Consumptive people continue to live, whenever their lives are prolonged, as the consequence of what they do to promote their general health. One is roused to a little exercise, which somewhat improves his condition, and prolongs his days. Another is induced to pay an increased regard to temperature, and he lives on. Another abandons all medicine, and throws himself into the open arms of Nature, and thus prolongs, for a few months or a few years, his existence. If this is cure, then we may have all or nearly all of our consumptives cured, some of them a great many times over. Some few aged practitioners may be found to have cured, during the long years of their medical practice, more than five thousand persons of this description.

There is no higher or larger sense than this in which any individual has cured five thousand, or five hundred, or even fifty persons a year, of consumption. On this, a misguided, misinformed public may reply: Many, indeed, revive a little, as the lamp sometimes brightens up in its last moments; but this very revival or flickering only betokens a more speedy and certain dissolution.

On the other hand, predisposition to consumption no more renders it necessary that we should die of this disease in early life, at an average longevity of less than thirty years, than the loading and priming of a musket or piece of artillery renders it necessary that there should be an immediate or early explosion. Without an igniting spark there will be no discharge in a thousand years. In like manner, a person may be "loaded and primed" for consumption fifty years, if not even a hundred, without the least necessity of "going off," provided that the igniting spark can be kept away. Our power to protect life, both in the case of consumption and many more diseases, is in proportion to our power to withhold the igniting spark.

And herein it is that medical skill is needful in this dreadful disease, and ought to be frequently and largely invoked. If the estimate which has been made by Prof. Hooker, of Yale College, that one in five of the population of the northern United States die of consumption, is correct, then not less than two millions of the present inhabitants of New England, New York, Pennsylvania, and Ohio, are destined, as things now are, to die of this disease. What a thought! Can it be so?

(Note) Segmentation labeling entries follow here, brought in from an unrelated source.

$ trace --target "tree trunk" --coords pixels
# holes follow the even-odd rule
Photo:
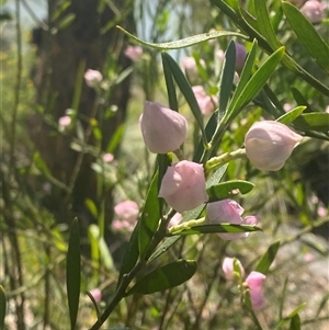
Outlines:
[[[57,123],[58,118],[65,115],[66,110],[71,109],[79,67],[103,71],[110,61],[115,62],[118,70],[131,65],[129,59],[123,55],[126,38],[115,29],[115,25],[120,24],[129,31],[135,31],[133,1],[112,1],[117,11],[129,12],[122,19],[118,19],[109,7],[99,10],[101,2],[105,1],[95,0],[71,0],[70,5],[56,18],[59,2],[49,0],[49,31],[34,31],[34,43],[37,44],[34,83],[36,103],[42,105],[43,111],[31,115],[29,127],[36,149],[55,179],[70,185],[77,174],[69,198],[65,190],[53,185],[50,197],[44,201],[45,205],[59,221],[69,221],[73,216],[78,216],[88,225],[90,215],[84,206],[86,198],[91,198],[95,204],[99,202],[97,177],[91,169],[94,158],[84,155],[79,164],[80,153],[70,148],[75,133],[59,135],[57,127],[49,124],[47,118],[50,117],[53,123]],[[65,29],[58,29],[58,22],[67,15],[75,16],[72,23]],[[102,33],[102,29],[107,23],[113,23],[113,27]],[[106,100],[110,104],[116,105],[117,111],[110,120],[102,123],[103,150],[116,128],[125,121],[129,83],[131,79],[125,79],[111,94],[111,100]],[[87,87],[83,81],[79,106],[75,109],[79,117],[90,118],[95,98],[94,90]],[[84,129],[88,129],[87,123],[88,121],[84,121]],[[92,140],[89,139],[88,143],[92,144]]]

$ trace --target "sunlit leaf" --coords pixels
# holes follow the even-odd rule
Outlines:
[[[139,219],[138,249],[144,255],[149,242],[154,238],[160,221],[160,204],[158,197],[158,172],[154,175],[148,189],[147,197]]]
[[[279,117],[276,122],[288,125],[293,123],[304,112],[305,109],[307,109],[307,106],[297,106]]]
[[[206,41],[211,41],[211,39],[218,38],[218,37],[227,37],[227,36],[239,36],[239,37],[248,39],[247,35],[243,35],[243,34],[238,33],[238,32],[212,31],[212,32],[206,32],[206,33],[189,36],[186,38],[175,41],[175,42],[154,44],[154,43],[148,43],[146,41],[143,41],[143,39],[138,38],[137,36],[131,34],[129,32],[127,32],[126,30],[124,30],[123,27],[121,27],[118,25],[116,25],[116,27],[118,30],[121,30],[123,33],[125,33],[126,35],[128,35],[131,38],[138,42],[139,44],[151,47],[151,48],[156,48],[156,49],[159,49],[159,50],[185,48],[185,47],[190,47],[190,46],[193,46],[193,45],[197,45],[197,44],[206,42]]]
[[[196,225],[188,228],[182,228],[181,230],[170,232],[170,235],[182,236],[182,235],[200,235],[200,234],[216,234],[216,232],[241,234],[241,232],[260,231],[260,230],[262,229],[250,225],[207,224],[207,225]]]
[[[71,329],[75,329],[79,309],[81,282],[81,255],[79,223],[75,218],[70,228],[68,252],[66,259],[66,285]]]
[[[126,294],[147,295],[178,286],[190,280],[196,271],[194,260],[178,260],[160,266],[140,278]]]
[[[237,194],[247,194],[254,187],[254,184],[243,180],[222,182],[207,189],[209,202],[230,198]]]
[[[4,330],[5,314],[7,314],[7,297],[2,285],[0,285],[0,330]]]
[[[283,12],[299,42],[317,64],[329,72],[329,45],[295,5],[283,1]]]

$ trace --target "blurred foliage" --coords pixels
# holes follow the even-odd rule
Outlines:
[[[234,0],[206,3],[201,0],[156,2],[140,0],[134,4],[127,1],[126,4],[131,9],[134,5],[138,37],[150,43],[184,38],[208,32],[211,29],[246,34],[237,22],[214,5],[218,2],[238,3]],[[287,54],[315,79],[328,87],[328,72],[317,66],[290,29],[280,9],[281,1],[268,2],[274,33],[285,46]],[[49,3],[52,4],[52,1]],[[252,12],[253,1],[240,1],[240,3],[246,11]],[[70,4],[70,1],[59,1],[53,20],[56,21]],[[117,24],[118,18],[127,14],[125,10],[128,11],[127,8],[121,11],[113,1],[99,1],[99,11],[105,8],[115,12],[115,19],[102,26],[103,33]],[[69,323],[75,322],[72,320],[75,316],[71,315],[71,319],[69,316],[66,291],[69,225],[73,219],[58,220],[58,214],[63,214],[63,208],[67,206],[58,204],[57,209],[52,210],[46,207],[44,201],[57,190],[66,191],[68,194],[71,192],[67,190],[66,184],[54,178],[27,134],[26,121],[31,111],[43,113],[44,109],[35,102],[36,90],[32,82],[38,60],[35,54],[36,47],[30,43],[31,31],[15,25],[15,19],[18,19],[18,11],[10,14],[4,12],[0,21],[2,30],[0,284],[8,300],[4,322],[5,329],[67,330]],[[60,22],[56,21],[57,27],[52,33],[56,34],[60,29],[65,31],[73,20],[73,16],[61,18]],[[328,19],[317,24],[316,31],[326,39]],[[18,32],[22,33],[21,41],[18,38]],[[226,52],[231,39],[243,43],[248,50],[252,47],[251,41],[245,43],[242,38],[220,37],[169,53],[178,62],[184,56],[193,56],[197,61],[203,59],[205,66],[197,66],[198,77],[193,84],[202,84],[208,94],[218,95],[222,64],[216,52]],[[258,68],[268,59],[268,55],[261,49],[263,45],[261,43],[259,45],[256,53]],[[106,309],[106,305],[115,296],[118,276],[125,281],[123,269],[126,266],[125,273],[128,273],[138,259],[137,249],[135,251],[137,254],[132,254],[132,260],[121,265],[127,247],[136,248],[138,242],[136,237],[134,241],[134,234],[129,239],[128,232],[114,232],[111,227],[112,216],[105,220],[104,200],[105,192],[113,190],[114,203],[133,200],[141,210],[147,198],[148,183],[155,170],[155,157],[148,153],[143,144],[138,117],[145,99],[168,104],[168,95],[158,52],[146,46],[143,46],[143,50],[140,60],[131,62],[131,66],[123,70],[117,61],[111,60],[113,59],[111,52],[116,49],[109,49],[109,58],[102,70],[104,80],[97,91],[95,103],[99,113],[104,117],[113,116],[117,111],[115,104],[111,103],[114,91],[116,88],[120,90],[120,83],[129,75],[133,83],[128,116],[105,149],[101,148],[100,143],[104,134],[100,125],[102,116],[93,117],[92,121],[83,116],[77,118],[75,117],[77,110],[68,110],[67,115],[73,120],[72,124],[60,130],[58,118],[50,112],[45,114],[45,121],[53,127],[54,136],[67,138],[69,147],[78,155],[92,157],[89,170],[97,174],[98,200],[84,201],[92,220],[83,224],[88,229],[86,235],[80,237],[82,255],[77,329],[92,327],[98,316]],[[22,60],[21,68],[20,60]],[[66,77],[61,79],[65,80]],[[77,84],[82,83],[82,79],[81,76]],[[111,89],[113,87],[115,88]],[[175,91],[180,112],[189,118],[190,127],[194,128],[193,133],[191,129],[184,146],[184,155],[191,159],[197,149],[195,141],[200,140],[200,130],[197,125],[193,127],[191,103],[186,102],[184,91],[180,89]],[[279,65],[262,91],[261,95],[252,98],[252,102],[240,109],[234,121],[229,121],[223,132],[220,145],[213,150],[215,155],[240,148],[247,130],[258,120],[277,118],[285,113],[284,109],[294,109],[298,105],[307,106],[304,113],[325,113],[329,105],[328,94],[310,87],[283,65]],[[52,100],[47,102],[50,104]],[[73,103],[73,100],[70,102]],[[269,111],[273,109],[275,116]],[[201,121],[206,130],[211,129],[209,117],[202,117]],[[93,137],[87,141],[83,139],[86,130],[81,124],[86,122],[90,123]],[[156,274],[159,278],[162,278],[161,276],[170,278],[169,289],[152,295],[132,295],[123,298],[105,323],[109,329],[116,329],[113,327],[186,330],[257,329],[256,316],[241,304],[241,287],[232,285],[224,277],[222,263],[225,257],[238,258],[248,273],[257,266],[261,268],[259,263],[261,257],[263,260],[268,258],[268,263],[265,261],[262,263],[262,266],[265,264],[269,268],[264,286],[268,303],[266,307],[257,315],[264,330],[299,329],[296,326],[299,317],[303,329],[326,329],[329,318],[328,294],[325,294],[326,285],[328,286],[326,270],[326,264],[328,265],[326,225],[329,220],[328,132],[322,134],[315,129],[307,130],[298,127],[296,122],[294,127],[306,137],[282,170],[270,174],[262,173],[252,168],[248,161],[238,159],[229,162],[223,178],[225,181],[246,180],[254,184],[250,193],[238,195],[235,200],[243,205],[246,213],[257,214],[260,217],[263,231],[253,232],[248,239],[230,242],[220,240],[216,235],[186,236],[174,244],[172,244],[173,240],[170,240],[172,237],[167,239],[167,246],[172,244],[171,249],[168,253],[160,253],[156,260],[147,264],[128,293],[134,291],[147,293],[145,283],[149,284],[147,282],[149,274]],[[121,150],[115,155],[114,161],[105,162],[104,153],[113,152],[116,146],[121,146]],[[42,184],[27,184],[27,182],[35,182],[36,179]],[[151,206],[145,207],[147,209]],[[194,219],[200,215],[202,209],[197,215],[190,215],[191,218],[186,215],[184,219]],[[155,227],[157,229],[157,226]],[[104,228],[111,232],[111,236],[104,235]],[[269,254],[264,253],[277,240],[281,244],[276,258],[274,261],[270,258],[269,261]],[[164,250],[167,246],[163,246]],[[147,254],[147,251],[144,252]],[[174,272],[180,272],[184,261],[178,264],[174,262],[182,258],[189,261],[193,272],[190,274],[189,269],[189,272],[182,275],[183,280],[178,281]],[[173,287],[194,273],[194,261],[190,262],[190,260],[195,260],[197,263],[194,276],[184,284]],[[163,264],[169,266],[163,269]],[[77,269],[72,268],[71,271],[75,274]],[[151,283],[149,289],[154,292],[164,286],[161,282]],[[157,289],[154,289],[155,287]],[[86,294],[93,288],[102,291],[99,310]],[[1,299],[3,299],[2,294]],[[306,303],[305,307],[302,305],[304,303]]]

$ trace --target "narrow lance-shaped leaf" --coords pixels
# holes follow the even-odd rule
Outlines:
[[[155,173],[149,185],[141,217],[139,219],[138,249],[140,257],[144,255],[156,230],[158,229],[161,217],[158,197],[158,171]]]
[[[258,25],[260,27],[261,34],[268,41],[273,50],[281,47],[281,44],[274,33],[273,26],[270,21],[270,15],[266,9],[266,1],[264,0],[253,0],[254,12]]]
[[[230,104],[234,104],[237,102],[239,95],[241,94],[242,90],[245,89],[246,84],[248,83],[251,75],[252,75],[252,68],[254,65],[256,60],[256,55],[257,55],[257,39],[253,41],[252,47],[250,49],[250,53],[247,56],[239,83],[237,86],[237,89],[232,95],[232,99],[230,101]]]
[[[254,72],[254,75],[247,82],[246,87],[240,94],[237,94],[235,102],[230,103],[228,114],[230,116],[237,115],[242,106],[247,105],[257,94],[261,91],[263,86],[274,73],[277,65],[280,64],[282,56],[284,55],[284,47],[279,48],[273,53],[264,64]],[[237,91],[236,91],[237,92]]]
[[[7,298],[2,285],[0,285],[0,330],[4,330],[4,318],[7,312]]]
[[[140,223],[137,223],[136,227],[134,228],[134,231],[131,236],[128,247],[126,248],[121,269],[117,280],[116,288],[120,287],[123,276],[125,274],[128,274],[135,264],[137,263],[138,257],[139,257],[139,250],[138,250],[138,234],[139,234],[139,225]]]
[[[81,283],[81,255],[79,223],[75,218],[70,228],[68,252],[66,258],[66,285],[71,329],[75,329],[79,309]]]
[[[121,27],[118,25],[116,25],[116,27],[118,30],[121,30],[124,34],[129,36],[131,38],[138,42],[139,44],[151,47],[151,48],[156,48],[156,49],[159,49],[159,50],[185,48],[185,47],[190,47],[190,46],[193,46],[193,45],[197,45],[197,44],[206,42],[206,41],[211,41],[211,39],[218,38],[218,37],[227,37],[227,36],[239,36],[239,37],[248,39],[247,35],[243,35],[243,34],[238,33],[238,32],[213,31],[213,32],[206,32],[206,33],[189,36],[186,38],[175,41],[175,42],[154,44],[154,43],[148,43],[146,41],[143,41],[143,39],[138,38],[137,36],[133,35],[132,33],[129,33],[128,31],[124,30],[123,27]]]
[[[188,227],[188,224],[186,226],[182,224],[181,226],[180,225],[175,226],[172,229],[172,231],[170,231],[168,235],[186,236],[186,235],[217,234],[217,232],[241,234],[241,232],[260,231],[260,230],[262,229],[250,225],[207,224],[207,225],[195,225],[195,226]]]
[[[175,93],[175,88],[171,75],[170,65],[168,62],[168,57],[163,56],[163,53],[161,53],[161,59],[162,59],[162,67],[163,67],[166,86],[167,86],[167,94],[169,99],[169,107],[174,111],[178,111],[179,105],[177,100],[177,93]]]
[[[329,72],[329,45],[295,5],[283,1],[282,7],[291,27],[305,49],[326,72]]]
[[[237,194],[247,194],[254,187],[254,184],[243,180],[232,180],[215,184],[207,189],[209,202],[230,198]]]
[[[126,294],[147,295],[156,292],[163,292],[189,281],[196,271],[194,260],[178,260],[145,275]]]
[[[268,274],[269,269],[275,259],[279,248],[280,248],[280,241],[276,241],[273,244],[271,244],[268,251],[262,255],[262,258],[258,262],[254,271],[263,274]]]
[[[232,89],[232,81],[235,77],[236,67],[236,46],[234,42],[230,42],[226,55],[224,67],[222,69],[222,76],[219,81],[219,111],[218,111],[218,122],[225,114],[226,106],[230,96]]]
[[[307,106],[297,106],[279,117],[276,122],[288,125],[293,123],[304,112],[305,109],[307,109]]]
[[[175,60],[167,53],[162,54],[162,58],[166,57],[166,62],[168,64],[168,67],[171,70],[171,75],[174,78],[179,89],[181,90],[182,94],[184,95],[195,120],[196,123],[198,124],[198,127],[201,129],[202,136],[204,144],[206,144],[206,136],[203,127],[203,116],[200,111],[200,106],[197,104],[197,101],[195,99],[194,92],[186,80],[184,73],[180,69],[179,65],[175,62]]]

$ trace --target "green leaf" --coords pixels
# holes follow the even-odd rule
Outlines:
[[[230,198],[237,194],[247,194],[254,187],[254,184],[243,180],[232,180],[212,185],[207,189],[209,202]]]
[[[239,83],[237,86],[237,89],[232,95],[232,99],[230,101],[230,104],[234,104],[237,102],[239,95],[241,94],[242,90],[245,89],[246,84],[250,80],[250,77],[252,75],[252,68],[256,60],[256,54],[257,54],[257,39],[253,41],[250,53],[248,54],[246,58],[246,62],[240,76]]]
[[[146,202],[139,219],[138,249],[139,255],[143,257],[149,242],[154,238],[160,221],[160,204],[158,197],[158,171],[155,173],[149,185]]]
[[[200,215],[202,214],[204,207],[205,207],[205,205],[203,204],[192,210],[186,212],[183,216],[182,223],[198,218]],[[156,251],[149,258],[149,262],[151,262],[152,260],[157,259],[162,253],[168,251],[170,249],[170,247],[172,247],[180,238],[181,238],[180,236],[164,238],[163,242],[158,246]]]
[[[227,37],[227,36],[239,36],[239,37],[248,39],[247,35],[243,35],[243,34],[238,33],[238,32],[213,31],[213,32],[207,32],[207,33],[202,33],[202,34],[196,34],[196,35],[193,35],[193,36],[189,36],[186,38],[175,41],[175,42],[154,44],[154,43],[148,43],[146,41],[143,41],[143,39],[138,38],[137,36],[131,34],[129,32],[127,32],[126,30],[124,30],[123,27],[121,27],[118,25],[116,25],[116,27],[118,30],[121,30],[124,34],[129,36],[131,38],[135,39],[137,43],[139,43],[141,45],[145,45],[145,46],[148,46],[148,47],[151,47],[151,48],[159,49],[159,50],[185,48],[185,47],[190,47],[190,46],[193,46],[193,45],[197,45],[197,44],[206,42],[206,41],[211,41],[211,39],[218,38],[218,37]]]
[[[227,170],[228,163],[224,164],[219,169],[215,171],[215,173],[207,180],[206,182],[206,189],[212,187],[213,185],[216,185],[220,180],[223,179],[226,170]]]
[[[329,73],[329,46],[318,34],[314,25],[305,15],[293,4],[283,1],[283,12],[287,21],[296,33],[299,42],[303,44],[308,54],[315,58],[317,64]]]
[[[60,22],[58,23],[57,29],[58,30],[63,30],[63,29],[67,29],[68,26],[70,26],[73,21],[76,19],[76,14],[75,13],[69,13],[66,16],[64,16]]]
[[[167,53],[162,54],[162,59],[166,58],[166,62],[168,64],[168,68],[171,70],[171,75],[173,76],[178,87],[180,88],[182,94],[184,95],[195,120],[196,123],[200,126],[201,133],[205,140],[205,132],[203,127],[203,116],[200,111],[200,106],[197,104],[197,101],[195,99],[194,92],[186,80],[184,73],[180,69],[179,65],[175,62],[175,60]]]
[[[216,232],[230,232],[230,234],[241,234],[249,231],[260,231],[259,227],[250,225],[232,225],[232,224],[208,224],[208,225],[196,225],[191,227],[183,227],[178,231],[172,231],[169,235],[200,235],[200,234],[216,234]]]
[[[317,309],[315,319],[317,319],[317,318],[319,317],[321,310],[324,309],[324,307],[326,307],[328,300],[329,300],[329,292],[327,292],[327,293],[324,295],[324,297],[322,297],[322,299],[321,299],[321,301],[320,301],[320,304],[319,304],[319,307],[318,307],[318,309]]]
[[[298,305],[288,316],[286,316],[285,318],[283,318],[281,320],[281,322],[279,323],[279,326],[276,327],[276,329],[282,328],[287,321],[290,321],[291,319],[293,319],[296,315],[298,315],[298,312],[306,306],[306,303],[303,303],[300,305]]]
[[[263,62],[263,65],[254,72],[254,75],[252,75],[239,94],[237,94],[237,89],[235,99],[231,101],[228,110],[228,114],[230,116],[235,116],[241,107],[247,105],[253,98],[257,96],[270,77],[274,73],[274,70],[280,64],[283,55],[284,47],[281,47]]]
[[[270,44],[273,50],[280,48],[281,44],[271,24],[270,15],[266,9],[266,1],[253,0],[253,2],[256,19],[261,34],[265,37],[266,42]]]
[[[259,260],[254,271],[260,272],[262,274],[268,274],[270,266],[275,259],[279,248],[280,248],[280,241],[276,241],[273,244],[271,244],[268,251]]]
[[[281,117],[276,120],[276,122],[280,122],[282,124],[292,124],[303,112],[307,109],[307,106],[297,106],[293,109],[292,111],[285,113]]]
[[[125,251],[125,254],[124,254],[124,258],[123,258],[123,261],[121,264],[116,288],[120,287],[124,275],[128,274],[133,270],[133,268],[135,266],[135,264],[138,260],[138,257],[139,257],[139,251],[138,251],[139,225],[140,224],[138,221],[131,236],[128,247]]]
[[[81,255],[79,223],[75,218],[70,228],[69,244],[66,258],[66,285],[70,314],[71,330],[77,323],[81,283]]]
[[[222,76],[219,81],[219,113],[218,120],[225,114],[226,106],[232,89],[232,81],[235,77],[236,68],[236,46],[234,42],[230,42],[226,55],[224,67],[222,69]],[[218,121],[218,122],[219,122]]]
[[[7,298],[2,285],[0,285],[0,330],[4,330],[4,318],[7,314]]]
[[[329,113],[304,113],[294,121],[294,125],[303,130],[317,130],[329,133]]]
[[[300,330],[300,329],[302,329],[300,318],[299,315],[296,314],[292,317],[290,330]]]
[[[163,292],[189,281],[196,272],[194,260],[183,260],[164,264],[140,278],[127,293],[129,295],[148,295]]]
[[[171,75],[171,68],[170,68],[170,64],[168,62],[168,57],[164,54],[166,53],[161,53],[161,59],[162,59],[162,67],[163,67],[166,86],[167,86],[167,94],[169,99],[169,107],[174,111],[178,111],[179,104],[178,104],[175,88]]]

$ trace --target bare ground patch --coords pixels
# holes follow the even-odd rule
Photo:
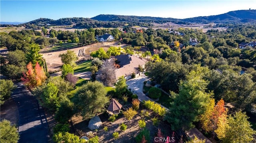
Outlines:
[[[118,43],[119,42],[98,43],[84,47],[72,49],[69,50],[74,51],[80,60],[85,57],[86,58],[86,57],[81,55],[82,52],[83,52],[85,54],[90,55],[92,52],[98,50],[101,47],[103,47],[104,50],[106,51],[110,46],[120,47],[122,46],[122,45],[118,45]],[[52,64],[62,65],[61,58],[59,57],[59,55],[66,53],[67,50],[56,51],[42,54],[42,57],[45,59],[46,62],[50,64],[48,66],[48,71],[60,69],[59,67],[57,67],[56,66],[53,66]]]
[[[6,101],[0,108],[1,120],[5,119],[10,121],[12,124],[17,125],[19,113],[16,103],[12,98],[10,98]]]
[[[140,112],[140,111],[138,112]],[[88,128],[88,120],[83,120],[82,117],[74,117],[72,119],[74,127],[83,132],[87,132],[90,131],[93,132],[93,136],[97,135],[99,137],[99,141],[101,143],[136,143],[135,137],[141,130],[138,124],[138,121],[142,119],[142,118],[139,116],[139,113],[136,115],[133,119],[128,121],[123,116],[118,118],[113,123],[110,123],[108,120],[108,116],[106,113],[101,114],[99,116],[102,122],[102,125],[98,129],[96,133],[95,130],[91,131]],[[153,118],[154,115],[150,114],[150,117],[148,118],[145,118],[146,128],[150,131],[151,141],[149,143],[154,141],[154,138],[156,136],[158,128],[161,129],[164,136],[172,137],[173,131],[171,130],[169,125],[163,121],[161,121],[158,126],[153,125],[153,122],[149,119]],[[120,125],[124,123],[127,125],[127,129],[125,131],[122,131],[120,129]],[[103,129],[105,126],[108,127],[108,131],[106,132]],[[113,138],[112,134],[114,132],[119,133],[119,137],[117,140],[114,140]]]

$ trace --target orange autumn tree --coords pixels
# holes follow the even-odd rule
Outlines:
[[[26,74],[23,73],[23,76],[21,77],[21,80],[26,86],[33,88],[41,85],[45,81],[46,78],[45,73],[38,62],[34,69],[33,68],[31,62],[27,65],[26,68],[28,71]]]
[[[214,131],[218,128],[218,124],[223,121],[223,117],[226,116],[227,111],[224,107],[224,100],[221,99],[214,106],[214,99],[210,100],[204,113],[200,116],[202,128],[207,132]]]

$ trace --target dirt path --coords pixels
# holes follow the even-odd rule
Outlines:
[[[116,42],[98,43],[84,47],[70,49],[69,50],[74,51],[78,57],[78,60],[80,60],[86,57],[81,55],[81,53],[83,53],[86,55],[90,55],[92,52],[98,50],[101,47],[103,48],[104,50],[106,51],[110,46],[122,47],[124,45],[118,45],[118,42]],[[53,66],[52,64],[62,65],[61,58],[59,57],[59,55],[66,53],[67,50],[56,51],[42,54],[42,57],[45,59],[46,63],[48,63],[50,64],[47,66],[48,71],[60,69],[60,67]]]
[[[12,124],[18,125],[19,113],[17,105],[12,98],[6,101],[1,106],[0,116],[1,121],[6,119],[10,121]]]

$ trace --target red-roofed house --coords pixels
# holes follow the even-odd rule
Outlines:
[[[132,55],[120,55],[115,57],[120,68],[116,70],[116,78],[117,80],[120,76],[124,76],[126,79],[131,78],[130,75],[134,72],[139,73],[138,69],[139,65],[144,67],[146,60]]]

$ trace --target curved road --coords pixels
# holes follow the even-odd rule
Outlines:
[[[16,84],[12,97],[18,105],[19,143],[49,142],[48,123],[42,106],[35,97],[20,82]]]

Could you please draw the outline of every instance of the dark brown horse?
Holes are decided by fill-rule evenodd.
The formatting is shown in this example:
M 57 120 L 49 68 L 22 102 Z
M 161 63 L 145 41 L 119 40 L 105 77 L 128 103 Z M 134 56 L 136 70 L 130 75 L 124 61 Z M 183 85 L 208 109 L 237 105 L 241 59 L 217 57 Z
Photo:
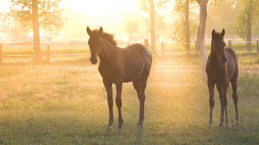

Can it be that two millions of the ten millions now on the stage of action in the northern United States, are not only predisposed to droop and die, but are laid under a constitutional necessity of so doing? Must the igniting spark be applied? Must the disease be "touched off" with hot or impure air, by hard colds, by excitements of body and mind, and in a thousand and one other ways? People are not wholly ignorant on this great subject. Would they but do as well as they know, the fatal igniting spark would be much oftener and longer withheld; and, indeed, in many instances, would never prove the immediate cause of dissolution. The lamp of life would burn on —sometimes, it may be, rather feebly– till its oil was wholly exhausted, as it always ought. Man has no more occasion, as a matter of necessity, to die of consumption, than the lamp or the candle.

This, if true, – and is it not? – should be most welcome intelligence in a country where, at some seasons and in particular localities, one-fourth of all who die, perish of this disease. In March, 1856, twenty-one persons out of eighty who died in Boston in a single week, were reported as having died of consumption; and in June of the same year, the proportion was nearly as great. In Newton, a few miles from Boston, the proportion for the last ten years has been also about one in four.